Some Scary Thoughts About Viruses

     There was no vaccine for chickenpox when I was a kid in the 1970's, and it was considered inevitable and indeed preferable to catch it as a kid, since it tends to be more serious to catch it as an adult. I remember it as both a novelty and an inconvenience; sure, I itched a bit, but no big deal, and I knew it would go away soon enough. Most people my age have a chickenpox scar or two, but it was really no big deal.
     And that's to be expected in a virus that's been circulating in the human population since forever. There's a principle in evolutionary biology: parasites tend to evolve towards becoming symbiotes over time. That's because parasites eventually need to spread their offspring to new hosts, and if you kill off your host too quickly, you may find it harder to find new hosts to infect (unless you evolve some kind of complex life cycle that involves infecting the animal that eats your current host.) Chickenpox doesn't significantly impact the survivability of the average human child who catches it, so it has plenty of opportunity to infect lots of other human children.
     But humans have immune systems, and quickly fight off chickenpox within a week or so, and in the process learn to recognize the zoster virus so you're typically immune to it for the rest of your life. And this is a bit of a problem for zoster, because if it spreads rapidly through a small group of hunter-gatherers, and then everyone is immune, the virus has no new hosts to infect.
     Zoster has a clever solution, which I learned about last year. See, you don't actually get rid of the virus entirely. Some of them find their way into the nervous system and hide out there for a few decades, and then make their way back down to the skin and appear as a new disease: shingles. This means that the virus has a whole new crop of young people to infect, who were born after the last outbreak ended. And so the virus persists well into the future.

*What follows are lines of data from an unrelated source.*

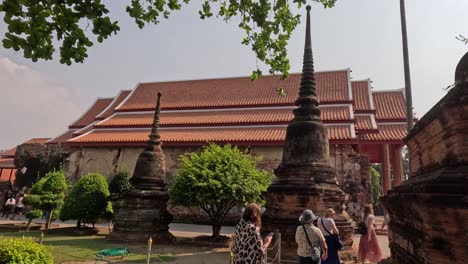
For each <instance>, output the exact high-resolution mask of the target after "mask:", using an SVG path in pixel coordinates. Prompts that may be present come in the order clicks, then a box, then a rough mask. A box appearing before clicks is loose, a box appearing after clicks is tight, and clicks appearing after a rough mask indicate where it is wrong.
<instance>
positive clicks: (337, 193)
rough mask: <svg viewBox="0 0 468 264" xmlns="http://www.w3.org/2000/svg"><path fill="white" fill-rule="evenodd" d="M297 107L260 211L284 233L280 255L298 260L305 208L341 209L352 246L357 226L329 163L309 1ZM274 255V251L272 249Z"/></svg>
mask: <svg viewBox="0 0 468 264" xmlns="http://www.w3.org/2000/svg"><path fill="white" fill-rule="evenodd" d="M296 105H297V106H298V107H297V108H296V109H294V110H293V113H294V119H293V120H292V121H291V123H290V124H289V125H288V128H287V129H286V139H285V142H284V149H283V159H282V161H281V164H280V165H279V166H278V168H276V169H275V175H276V181H275V182H274V183H273V184H271V185H270V187H268V190H267V192H266V194H265V200H266V205H265V207H266V211H265V213H264V214H263V216H262V222H263V227H262V230H265V231H274V230H275V229H279V230H280V232H281V254H282V257H281V258H282V259H285V260H294V261H295V260H296V258H297V251H296V250H297V245H296V242H295V238H294V237H295V234H296V227H297V225H298V224H299V223H298V220H297V219H298V217H299V215H300V214H301V213H302V211H303V210H304V209H307V208H308V209H312V211H313V212H314V213H316V214H318V215H323V214H324V213H325V210H326V209H328V208H333V209H334V210H335V211H336V212H337V216H336V218H335V221H336V225H337V227H338V228H339V230H340V234H341V235H342V239H343V242H344V243H345V245H346V247H347V248H351V245H352V242H353V228H352V226H351V223H350V222H351V220H350V219H349V216H348V215H347V213H346V212H344V211H343V206H342V205H343V202H344V200H345V194H344V192H343V191H342V190H341V189H340V188H339V187H338V184H337V182H336V169H335V168H333V167H332V166H331V165H330V162H329V161H330V155H329V152H330V151H329V143H328V136H327V129H326V128H325V127H324V126H323V124H322V122H321V120H320V111H319V109H318V107H317V106H318V100H317V90H316V88H315V77H314V63H313V58H312V42H311V33H310V6H307V27H306V41H305V48H304V67H303V71H302V79H301V87H300V90H299V97H298V98H297V100H296ZM273 254H274V253H273Z"/></svg>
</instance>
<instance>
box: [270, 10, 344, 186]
mask: <svg viewBox="0 0 468 264" xmlns="http://www.w3.org/2000/svg"><path fill="white" fill-rule="evenodd" d="M310 31H311V28H310V6H307V25H306V35H305V37H306V40H305V47H304V62H303V69H302V78H301V87H300V89H299V97H298V98H297V100H296V105H297V106H298V108H296V109H294V110H293V113H294V119H293V120H292V122H291V123H290V124H289V125H288V128H287V131H286V140H285V144H284V151H283V160H282V162H281V165H280V167H279V168H278V169H281V168H285V167H288V166H292V165H297V166H300V167H302V168H303V167H304V166H313V167H315V166H316V165H317V164H322V165H326V166H328V165H329V162H330V154H329V147H328V144H329V143H328V136H327V129H326V128H325V127H324V126H323V124H322V121H321V120H320V110H319V109H318V100H317V89H316V87H315V76H314V60H313V56H312V40H311V33H310ZM319 178H320V179H319ZM315 179H316V180H317V181H328V182H331V183H333V182H335V181H336V178H335V175H334V174H333V176H330V177H328V175H322V176H320V177H318V178H315Z"/></svg>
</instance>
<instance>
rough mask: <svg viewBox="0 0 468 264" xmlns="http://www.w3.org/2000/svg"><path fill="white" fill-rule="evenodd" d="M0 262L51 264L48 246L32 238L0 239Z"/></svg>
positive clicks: (50, 258) (53, 262)
mask: <svg viewBox="0 0 468 264" xmlns="http://www.w3.org/2000/svg"><path fill="white" fill-rule="evenodd" d="M0 263H1V264H18V263H28V264H53V263H54V259H53V257H52V254H51V253H50V251H49V249H48V247H46V246H44V245H39V244H38V243H36V242H34V241H33V240H32V239H30V238H29V239H0Z"/></svg>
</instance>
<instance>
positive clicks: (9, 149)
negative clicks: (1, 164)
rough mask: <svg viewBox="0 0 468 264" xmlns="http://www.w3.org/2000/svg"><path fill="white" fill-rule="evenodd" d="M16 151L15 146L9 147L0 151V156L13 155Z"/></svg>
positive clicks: (12, 155) (11, 155)
mask: <svg viewBox="0 0 468 264" xmlns="http://www.w3.org/2000/svg"><path fill="white" fill-rule="evenodd" d="M15 153H16V147H14V148H11V149H9V150H7V151H5V152H2V153H0V157H5V158H6V157H14V156H15Z"/></svg>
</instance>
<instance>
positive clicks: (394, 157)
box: [392, 145, 404, 187]
mask: <svg viewBox="0 0 468 264" xmlns="http://www.w3.org/2000/svg"><path fill="white" fill-rule="evenodd" d="M402 149H403V145H394V146H393V153H392V154H393V155H392V156H393V157H392V161H393V164H392V167H393V187H397V186H398V185H400V184H401V182H402V181H403V180H404V179H403V159H402V156H401V150H402Z"/></svg>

     The virus that causes Covid-19, named SARS-cov-2, had been circulating among some population of bats for a long time, but it only entered the human population about five months ago. That means we have no idea whatsoever what its long term effects are. Most people only suffer a minor cold-like infection and get over it -- we think. Many people have had it and recovered -- we think. But we just don't know what's going to happen one or ten or thirty years after exposure. The initial infection with HIV is very much like coming down with the flu, and clears up after a week or so and is forgotten, but then can take ten years or more before it damages the immune system enough to develop into AIDS. For all we know, people who've "recovered" from Covid-19 might suddenly start dropping dead of mysterious blood clots, six months after getting the all clear. There have, after all, been reports of higher rates of strokes and heart attacks, and strange blood concentrations in the toes of young people; the virus does seem to be having some kind of effect besides just causing respiratory problems.

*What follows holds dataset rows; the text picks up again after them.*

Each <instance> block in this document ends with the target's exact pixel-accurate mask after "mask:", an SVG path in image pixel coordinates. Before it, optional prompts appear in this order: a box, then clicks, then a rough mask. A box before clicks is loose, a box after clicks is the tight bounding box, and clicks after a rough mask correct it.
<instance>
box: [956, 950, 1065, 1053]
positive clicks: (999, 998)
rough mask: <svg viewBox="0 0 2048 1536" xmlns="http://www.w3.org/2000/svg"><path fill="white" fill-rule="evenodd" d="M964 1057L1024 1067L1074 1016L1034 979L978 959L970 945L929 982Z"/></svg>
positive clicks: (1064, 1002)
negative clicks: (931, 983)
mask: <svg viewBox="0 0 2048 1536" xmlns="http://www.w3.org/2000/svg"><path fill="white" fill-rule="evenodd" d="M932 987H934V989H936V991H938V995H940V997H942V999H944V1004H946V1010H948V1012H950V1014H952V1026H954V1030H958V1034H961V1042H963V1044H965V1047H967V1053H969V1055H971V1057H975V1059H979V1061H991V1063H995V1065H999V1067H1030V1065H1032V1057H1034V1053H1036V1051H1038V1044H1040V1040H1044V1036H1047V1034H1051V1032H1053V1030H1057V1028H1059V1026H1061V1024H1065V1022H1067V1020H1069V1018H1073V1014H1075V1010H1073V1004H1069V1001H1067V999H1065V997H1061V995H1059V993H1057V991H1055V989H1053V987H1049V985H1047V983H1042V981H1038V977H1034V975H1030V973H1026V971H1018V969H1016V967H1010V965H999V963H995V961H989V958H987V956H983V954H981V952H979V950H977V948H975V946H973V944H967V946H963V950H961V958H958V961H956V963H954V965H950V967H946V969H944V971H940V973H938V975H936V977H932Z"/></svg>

     For that matter, maybe they develop superhuman endurance and a ravenous hunger for human brains, and this is the start of the zombie apocalypse for real.

     Now, I don't think that's likely at all. I'm not a biologist or a physician or an epidemiologist, but I suspect that we probably won't see too much in the way of unexpected long-term effects from the virus. But the point is that we just don't know right now.
     If we assume that Covid-19 is just a really, really bad cold that kills 1-2% of the people who catch it, then you can sort of make the argument that once we've had enough people get sick and recover, the health care system can handle anyone who gets infected later when we ease all the mask wearing and social distancing rules. We haven't reached the point where that's a good idea yet, but you can make the argument.
     But I argue that since we do not know what else this virus may do in the long run, we should therefore be a little more cautious about opening everything up than we would be if we knew this was just a very bad cold. Spreading out the infections over a longer time is better than having them all at once, even if everyone is eventually infected, but it's still better yet never to be infected at all, especially with such a new and poorly-understood virus. So I urge patience. Let's beat this thing.